[Solved] Cycle through Writer document, changing all page styles

Creating a macro - Writing a Script - Using the API (OpenOffice Basic, Python, BeanShell, JavaScript)
paul1149
Posts: 29
Joined: Mon Jun 27, 2016 12:56 am

[Solved] Cycle through Writer document, changing all page styles

Post by paul1149 »

I have an .odt doc that was converted from .pdf. Consequently, each page has its own style, named sequentially "Converted#", where # increments with each page. (All those page styles really bog down document loading also.)

I want to convert all page styles to my own "Beige_Default", which I have imported into the document.

Currently I have pieced together the following macro. In the past it has worked occasionally, which I don't understand because it's not working presently.

Code: Select all

sub Page_styles_convert1

dim document   as object
dim dispatcher as object

document   = ThisComponent.CurrentController.Frame
dispatcher = createUnoService("com.sun.star.frame.DispatchHelper")

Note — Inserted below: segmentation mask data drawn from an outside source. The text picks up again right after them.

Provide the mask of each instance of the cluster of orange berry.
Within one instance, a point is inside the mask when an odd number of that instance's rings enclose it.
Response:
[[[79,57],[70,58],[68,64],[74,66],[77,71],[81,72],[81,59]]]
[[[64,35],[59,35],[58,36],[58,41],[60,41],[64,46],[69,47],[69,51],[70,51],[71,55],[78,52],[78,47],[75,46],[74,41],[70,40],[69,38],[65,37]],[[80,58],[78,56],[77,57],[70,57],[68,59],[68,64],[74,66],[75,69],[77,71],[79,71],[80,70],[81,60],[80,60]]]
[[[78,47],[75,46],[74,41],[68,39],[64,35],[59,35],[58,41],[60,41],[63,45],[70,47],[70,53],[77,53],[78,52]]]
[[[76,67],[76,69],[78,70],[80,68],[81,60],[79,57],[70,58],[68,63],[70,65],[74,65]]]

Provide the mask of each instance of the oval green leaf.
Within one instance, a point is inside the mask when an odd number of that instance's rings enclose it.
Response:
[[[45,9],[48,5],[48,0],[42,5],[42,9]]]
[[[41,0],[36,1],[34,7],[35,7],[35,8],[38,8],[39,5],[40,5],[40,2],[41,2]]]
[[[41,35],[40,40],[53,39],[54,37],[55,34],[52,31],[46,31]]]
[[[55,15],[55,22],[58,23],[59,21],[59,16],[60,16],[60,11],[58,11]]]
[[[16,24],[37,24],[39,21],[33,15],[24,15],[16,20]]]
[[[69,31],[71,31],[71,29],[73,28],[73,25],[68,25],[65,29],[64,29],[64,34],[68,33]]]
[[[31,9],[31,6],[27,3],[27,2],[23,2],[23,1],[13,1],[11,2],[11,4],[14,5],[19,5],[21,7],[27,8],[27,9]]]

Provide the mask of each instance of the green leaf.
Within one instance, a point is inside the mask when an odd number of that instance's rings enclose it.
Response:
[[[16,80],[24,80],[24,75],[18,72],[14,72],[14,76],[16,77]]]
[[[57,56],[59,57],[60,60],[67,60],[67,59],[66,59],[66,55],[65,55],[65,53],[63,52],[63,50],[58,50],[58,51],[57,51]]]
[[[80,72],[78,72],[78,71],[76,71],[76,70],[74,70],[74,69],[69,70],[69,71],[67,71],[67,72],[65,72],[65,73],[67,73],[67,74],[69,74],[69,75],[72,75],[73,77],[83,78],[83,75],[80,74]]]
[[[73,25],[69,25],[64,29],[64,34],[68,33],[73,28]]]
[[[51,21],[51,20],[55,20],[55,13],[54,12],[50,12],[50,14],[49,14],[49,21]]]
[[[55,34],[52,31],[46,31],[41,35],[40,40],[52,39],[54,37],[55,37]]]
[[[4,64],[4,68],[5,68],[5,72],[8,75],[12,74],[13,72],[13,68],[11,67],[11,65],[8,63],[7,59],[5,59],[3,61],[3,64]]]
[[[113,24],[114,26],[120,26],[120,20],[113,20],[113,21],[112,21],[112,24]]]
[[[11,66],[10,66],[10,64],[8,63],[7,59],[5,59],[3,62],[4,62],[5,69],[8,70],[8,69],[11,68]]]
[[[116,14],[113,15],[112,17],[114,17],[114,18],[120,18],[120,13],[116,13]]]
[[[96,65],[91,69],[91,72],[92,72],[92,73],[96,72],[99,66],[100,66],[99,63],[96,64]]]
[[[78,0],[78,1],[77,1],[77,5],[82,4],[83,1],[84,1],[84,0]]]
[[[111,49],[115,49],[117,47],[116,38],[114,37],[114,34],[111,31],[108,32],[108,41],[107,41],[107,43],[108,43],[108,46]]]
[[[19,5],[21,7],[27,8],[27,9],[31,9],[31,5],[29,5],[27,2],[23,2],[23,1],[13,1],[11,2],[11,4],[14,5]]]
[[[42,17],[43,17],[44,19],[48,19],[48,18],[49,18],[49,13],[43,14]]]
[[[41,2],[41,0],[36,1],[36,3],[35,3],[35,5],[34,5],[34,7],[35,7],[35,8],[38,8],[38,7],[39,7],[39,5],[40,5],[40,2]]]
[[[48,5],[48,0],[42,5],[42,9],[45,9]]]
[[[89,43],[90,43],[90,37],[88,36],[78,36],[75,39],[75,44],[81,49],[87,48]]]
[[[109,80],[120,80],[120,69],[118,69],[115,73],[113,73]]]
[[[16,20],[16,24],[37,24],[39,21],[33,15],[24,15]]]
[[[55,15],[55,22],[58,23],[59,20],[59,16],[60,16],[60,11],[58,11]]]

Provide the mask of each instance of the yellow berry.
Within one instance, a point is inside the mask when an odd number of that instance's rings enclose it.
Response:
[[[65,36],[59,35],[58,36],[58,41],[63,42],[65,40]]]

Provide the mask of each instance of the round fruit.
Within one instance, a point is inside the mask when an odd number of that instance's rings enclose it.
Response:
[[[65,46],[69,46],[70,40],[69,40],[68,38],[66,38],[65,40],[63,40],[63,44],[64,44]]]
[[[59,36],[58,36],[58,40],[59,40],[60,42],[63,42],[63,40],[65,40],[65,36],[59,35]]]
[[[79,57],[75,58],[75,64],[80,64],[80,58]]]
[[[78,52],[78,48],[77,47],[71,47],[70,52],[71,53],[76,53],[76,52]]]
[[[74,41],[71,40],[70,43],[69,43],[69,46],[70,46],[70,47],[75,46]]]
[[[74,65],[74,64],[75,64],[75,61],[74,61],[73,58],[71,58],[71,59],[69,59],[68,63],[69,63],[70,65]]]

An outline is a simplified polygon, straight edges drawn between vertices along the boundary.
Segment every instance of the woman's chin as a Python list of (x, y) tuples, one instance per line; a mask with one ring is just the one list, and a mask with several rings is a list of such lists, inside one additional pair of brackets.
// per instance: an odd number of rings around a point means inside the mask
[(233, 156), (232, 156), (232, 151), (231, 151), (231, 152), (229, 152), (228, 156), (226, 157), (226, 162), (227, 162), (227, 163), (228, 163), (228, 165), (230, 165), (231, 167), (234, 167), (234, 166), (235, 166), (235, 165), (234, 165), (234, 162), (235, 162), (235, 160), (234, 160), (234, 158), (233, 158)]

dim args1(1) as new com.sun.star.beans.PropertyValue
args1(0).Name = "Template"
args1(0).Value = "Beige_Default"
args1(1).Name = "Family"
args1(1).Value = 8

For i = 0 To 276
	dispatcher.executeDispatch(document, ".uno:StyleApply", "", 0, args1())
	dispatcher.executeDispatch(document, ".uno:GoToNextPage", "", 0, Array())
Next

end sub
The macro does move through the doc, but nothing is changed. Any help would be appreciated.

I'm on LO 7.6.4.1

Thanks
Last edited by Hagar Delest on Thu Dec 28, 2023 11:03 pm, edited 1 time in total.
Reason: tagged solved.
LibreOffice 7.6.4.1
User avatar
RoryOF
Moderator
Posts: 34619
Joined: Sat Jan 31, 2009 9:30 pm
Location: Ireland

Re: Cycle through Writer document, changing all page styles

Post by RoryOF »

You could open the file as a zip archive, then extract content.xml and use a plain text editor to replace all instances of Converted??? with Beige_Default. Then Save content.xml and reinsert it into the archive.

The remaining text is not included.